Je me balade entre théâtre et écriture. Avec le Tiers livre, j'ai envie de me surprendre, de jouer plus ! Sinon souvent scotchée de réaliser comment l’invisibilité finit toujours par poindre et surgir avec fracas. Je voudrais incarner par l’écriture ce trouble profond. Plus que jamais aujourd'hui. "Un dimanche à Auschwitz," Yaël Uzan-Holveck (orchestration d'extraits d'interviews) et Laurent Wajnberg (photographies), éd. de l'Aube, 2003, réédition 2024

3 commentaires à propos de “« 13 Recto verso – Eurydice l’effraie »”

  1. Une direction prise déjà lors du texte #11 Seï Shnagon #, vers peut-être le fantastique. Le langage des oiseaux, de l’effraie. Une dérive ou un apport ?
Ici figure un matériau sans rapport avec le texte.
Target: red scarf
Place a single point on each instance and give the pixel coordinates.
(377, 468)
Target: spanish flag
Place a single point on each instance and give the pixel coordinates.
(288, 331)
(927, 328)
    Le détournement à ma guise du mythe d’Orphée et d’Eurydice – IL et ELLE nommés cette fois. Eurydice se détourne de son plein gré, choisit la mort. Un recto-verso.

    Et aussi envie de m’amuser et de rire

    INSPIRATIONS : Laure Gauthier et…

    RECTO
    – Cocteau : Dans sa version théâtrale du mythe d’Orphée et Eurydice – « Il ne cherche pas à présenter le mythe grec en tant que tel mais à le transposer dans son époque et ses préoccupations. Il convoque la mort sur scène, pour la regarder en face : Je vous livre le secret des secrets. Les miroirs sont les portes par lesquelles la Mort va et vient. Ne le dites à personne. Du reste, regardez-vous toute votre vie dans un miroir, et vous verrez la mort travailler, comme des abeilles dans une ruche de verre. »
    – Philippe Jaccottet : poème « L’effraie » – 1953

    VERSO
    – Villon – « Le petit Testament »
    – Poésie Ebba Lindqvist – « Qui avait dit »
    – Rabelais (Le Tiers Livre – Comment Pantagruel recommande le conseil des muets- Chapitre 19. Œuvres complètes éd du Seuil, 1973
    – Une citation de Georges Didi-Huberman dans « L’Homme qui marchait dans la couleur »

    SON
    Le cri de l’effraie si j’avais su vous faire entendre

    IMAGES
    Œuf de Tyto alba affinis – Muséum de Toulouse.
    Jérome Bosch – Tentation de St Antoine parce que l’oeuf encore 

  2. Quel beau texte, (qui prend plus de sens quand on a lu tes précédents), un vocabulaire extraordinaire dans la première partie. Des mots qui font chanter les voix. D’ailleurs (est-ce l’effet Cocteau…), je vois ce texte sur une scène, j’entends des voix de femmes, une récitante, des chœurs. Je me suis fait mon mythe.